Trade war: China ‘risks disengagement with US unless it changes’

Long list of economic policy differences that must be addressed for both countries’ sake, Washington think tanks warn at Beijing forum

China must make substantial changes to its economic policies or it will face disengagement with its largest trading partners, American former officials and economists have warned in Beijing.

The suggestion that China could be left isolated in global trade came days after US Vice-President Mike Pence made a speech adding to concerns that an economic cold war was looming between the world’s two largest economies.

Monday’s visit by American scholars in Beijing – at a time of shrinking direct dialogue between academics of the two countries – came on the same day US Secretary of State Mike Pompeo paid a brief visit to Beijing marked by frosty talks. After his discussions, Pompeo said the two sides were stuck in “fundamental disagreement” over a range of issues, from bilateral trade to China’s domestic and foreign policies.

The US scholars – attending a seminar hosted by Peking University’s national school of development and the Heritage Foundation, a conservative public policy think tank in Washington – offered a stark assessment at the forum with Chinese academic counterparts including Justin Yifu Lin, the former chief economist of the World Bank who advises China’s top leadership, and Huang Yiping, an adviser to China’s central bank.

Derek Scissors, a resident scholar of the American Enterprise Institute, another Washington-based conservative think tank, said that confrontations over alleged theft of American companies’ intellectual property and state protection of state-owned enterprises (SOEs) would probably worsen if China sticks to its existing industrial policies.

“We have seen no movement from the Chinese side to allow greater foreign competition with central SOEs,” he said. “In fact, we see consolidation of central SOEs to make them less vulnerable to competition.”

Scissors warned that trade disengagement from the US and other partners could result, and may hurt China’s trade’s sectors.

“We are moving towards a relationship where China and the United States will both block investment in certain sectors,” he said.

“In two weeks, the US Treasury is likely to call China a currency manipulator.”

Scissors did not explain why he was making such a forecast.

He added that US President Donald Trump did not have a long-term approach to contain China and was “impatient”.

“A deal could occur, but will not persist,” Scissors said.

China’s model of state-sponsored “innovation” was fundamentally different from that of the US, he added.

“The US government did not have tech policy targets, industrial funds and enterprises which cannot fail,” he said. Instead, “the most competitive, innovative and productive firms should win, not those backed by government”.

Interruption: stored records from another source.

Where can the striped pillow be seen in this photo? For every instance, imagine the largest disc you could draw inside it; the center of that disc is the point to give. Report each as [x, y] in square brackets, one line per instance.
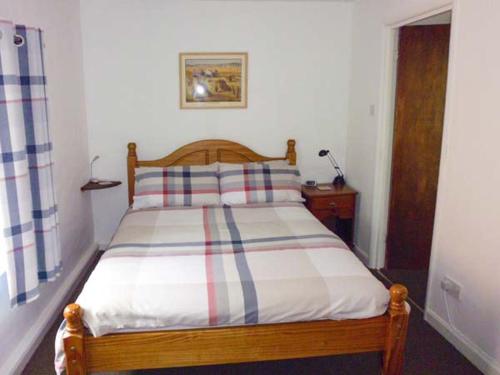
[176, 186]
[259, 182]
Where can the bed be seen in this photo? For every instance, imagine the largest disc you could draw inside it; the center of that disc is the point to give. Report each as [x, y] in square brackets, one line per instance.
[282, 297]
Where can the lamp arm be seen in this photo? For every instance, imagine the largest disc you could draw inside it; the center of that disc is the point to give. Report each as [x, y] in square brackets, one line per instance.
[335, 164]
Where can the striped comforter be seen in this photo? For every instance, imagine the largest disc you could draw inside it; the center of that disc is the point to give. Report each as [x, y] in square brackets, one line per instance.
[187, 267]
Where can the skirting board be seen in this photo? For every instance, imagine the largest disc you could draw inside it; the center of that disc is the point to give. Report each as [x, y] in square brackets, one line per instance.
[22, 354]
[485, 363]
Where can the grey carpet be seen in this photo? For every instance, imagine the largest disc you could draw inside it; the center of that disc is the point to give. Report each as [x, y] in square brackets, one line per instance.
[427, 353]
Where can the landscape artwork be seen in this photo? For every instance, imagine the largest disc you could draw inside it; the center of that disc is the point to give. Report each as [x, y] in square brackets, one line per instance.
[213, 80]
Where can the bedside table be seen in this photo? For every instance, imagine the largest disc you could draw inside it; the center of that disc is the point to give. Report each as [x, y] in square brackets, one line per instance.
[337, 205]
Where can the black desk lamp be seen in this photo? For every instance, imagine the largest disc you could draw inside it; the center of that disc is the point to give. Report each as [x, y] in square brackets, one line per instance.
[339, 180]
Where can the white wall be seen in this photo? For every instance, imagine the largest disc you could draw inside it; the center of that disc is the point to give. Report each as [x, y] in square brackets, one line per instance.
[466, 243]
[60, 21]
[299, 68]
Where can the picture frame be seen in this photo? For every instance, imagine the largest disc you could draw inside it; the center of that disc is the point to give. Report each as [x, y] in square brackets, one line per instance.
[213, 80]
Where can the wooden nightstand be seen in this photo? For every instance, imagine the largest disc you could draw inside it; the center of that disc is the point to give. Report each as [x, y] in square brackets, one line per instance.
[336, 208]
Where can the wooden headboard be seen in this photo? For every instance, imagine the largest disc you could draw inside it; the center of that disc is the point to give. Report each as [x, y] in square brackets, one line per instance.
[201, 153]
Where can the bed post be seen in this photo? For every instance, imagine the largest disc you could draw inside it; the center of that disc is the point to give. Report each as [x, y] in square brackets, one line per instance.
[396, 331]
[131, 164]
[73, 341]
[290, 152]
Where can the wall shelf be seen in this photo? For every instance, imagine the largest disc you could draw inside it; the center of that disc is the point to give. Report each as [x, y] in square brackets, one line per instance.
[99, 185]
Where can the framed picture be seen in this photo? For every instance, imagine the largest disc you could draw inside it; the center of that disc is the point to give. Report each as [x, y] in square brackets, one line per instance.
[213, 80]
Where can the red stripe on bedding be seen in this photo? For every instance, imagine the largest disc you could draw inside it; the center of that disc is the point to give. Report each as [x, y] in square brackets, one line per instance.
[246, 183]
[212, 302]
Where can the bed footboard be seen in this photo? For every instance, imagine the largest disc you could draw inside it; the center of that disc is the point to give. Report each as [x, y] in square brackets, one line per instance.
[195, 347]
[73, 341]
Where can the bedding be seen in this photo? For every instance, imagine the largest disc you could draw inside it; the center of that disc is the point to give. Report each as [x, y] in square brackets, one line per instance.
[176, 186]
[259, 182]
[191, 267]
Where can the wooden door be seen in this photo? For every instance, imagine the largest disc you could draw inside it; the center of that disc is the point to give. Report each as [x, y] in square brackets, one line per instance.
[418, 127]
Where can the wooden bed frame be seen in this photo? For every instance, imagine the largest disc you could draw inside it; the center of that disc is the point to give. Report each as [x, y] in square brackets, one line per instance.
[209, 346]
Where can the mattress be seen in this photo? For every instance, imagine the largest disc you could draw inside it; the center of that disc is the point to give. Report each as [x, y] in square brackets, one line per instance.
[192, 267]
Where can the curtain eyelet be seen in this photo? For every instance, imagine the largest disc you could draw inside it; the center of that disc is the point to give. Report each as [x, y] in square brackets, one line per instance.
[18, 40]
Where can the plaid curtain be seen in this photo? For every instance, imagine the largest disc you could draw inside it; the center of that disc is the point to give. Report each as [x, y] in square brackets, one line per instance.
[29, 238]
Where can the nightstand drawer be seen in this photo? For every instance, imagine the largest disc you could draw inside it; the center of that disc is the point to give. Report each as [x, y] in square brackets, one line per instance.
[338, 201]
[341, 213]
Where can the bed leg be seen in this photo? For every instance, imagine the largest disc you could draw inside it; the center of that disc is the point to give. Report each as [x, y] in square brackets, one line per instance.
[396, 332]
[73, 341]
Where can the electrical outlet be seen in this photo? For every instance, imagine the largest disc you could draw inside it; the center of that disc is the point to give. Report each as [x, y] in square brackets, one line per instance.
[451, 287]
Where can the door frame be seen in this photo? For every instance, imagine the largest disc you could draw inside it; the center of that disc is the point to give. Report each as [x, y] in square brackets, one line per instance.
[385, 129]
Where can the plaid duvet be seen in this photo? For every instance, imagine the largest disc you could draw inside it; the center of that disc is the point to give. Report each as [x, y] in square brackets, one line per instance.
[176, 186]
[189, 267]
[259, 182]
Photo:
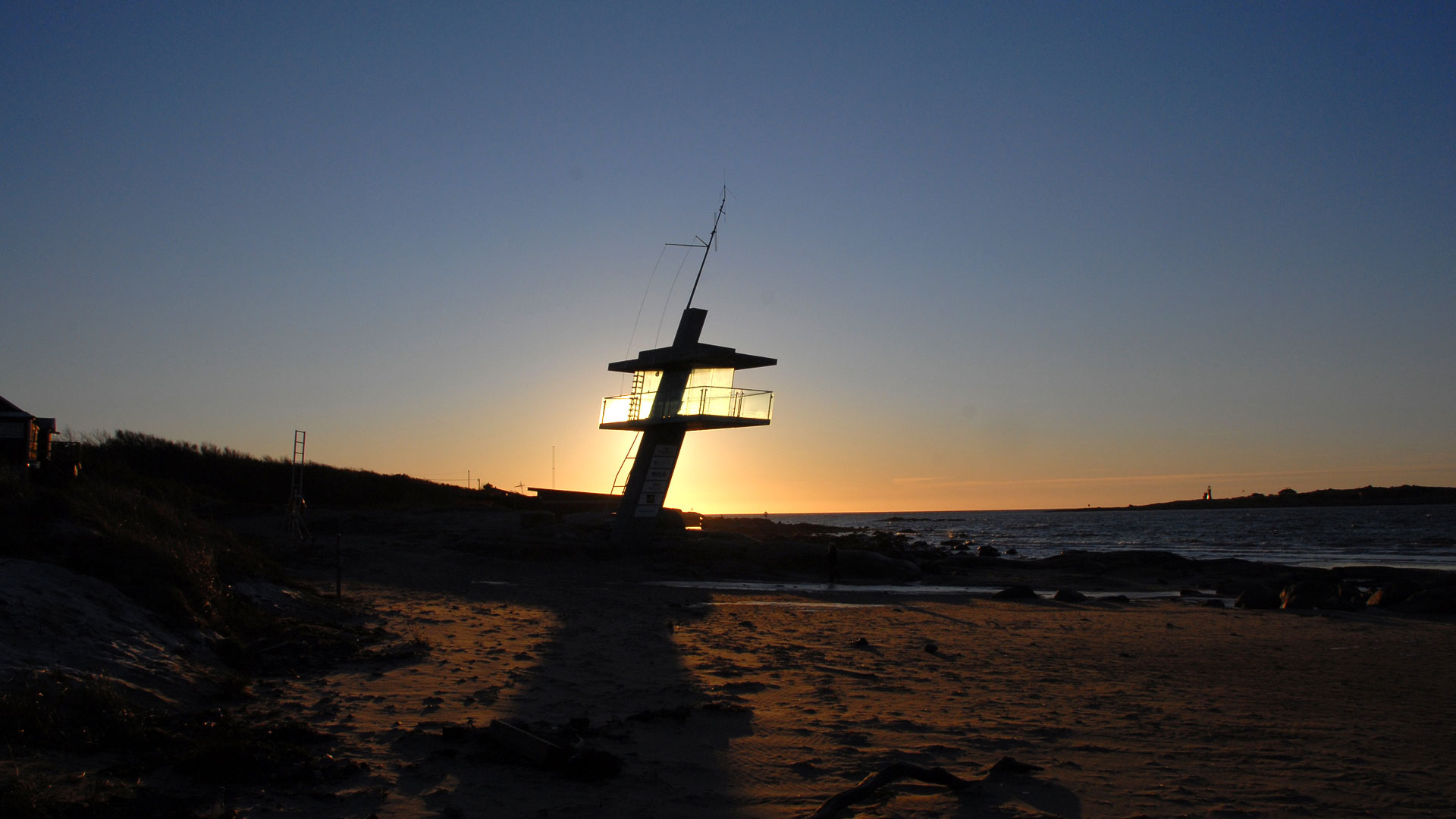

Edwin Feulner, a founder of the Heritage Foundation, said that many Americans blamed China for empty factories, lost jobs and ghost towns in the US, and often linked China’s growth to stolen technologies, cyberattacks and other negative factors.

“It’s no longer possible to do business as usual with Washington,” he said. “I know Trump doesn’t like failure. [He] is a tough negotiator.”

There will be a long list of economic issues that must be addressed by both countries, including intellectual property rights, and Communist Party cells in joint ventures, subsidies of SOEs and state-invested businesses, Feulner said.

Phillip Swagel, a professor of the University of Maryland, who assisted Henry Paulson when Paulson was US Treasury Secretary during the 2008 global financial crisis, said that American businesses negatively affected by China’s trade practices were often the least flexible parts of the US economy, and that US policymakers had to find ways to address their woes.

“Even after so many political battles in our country, both Democrats and Republicans share the view that things must change in the China-US relationship and an important aspect of the change must come from China,” said Swagel.

Such a view is growing among previously China-friendly US businesses.

“Over the last several years, those natural friends of China were frustrated by Chinese actions,” Swagel said, referring to forced technology transfer for businesses operating in China; the country’s business licence requirement; biased enforcement of antitrust rules; US accusations of Chinese cyberattacks; and China’s data protection practices, including information collection and a crackdown on domestic use of virtual private networks.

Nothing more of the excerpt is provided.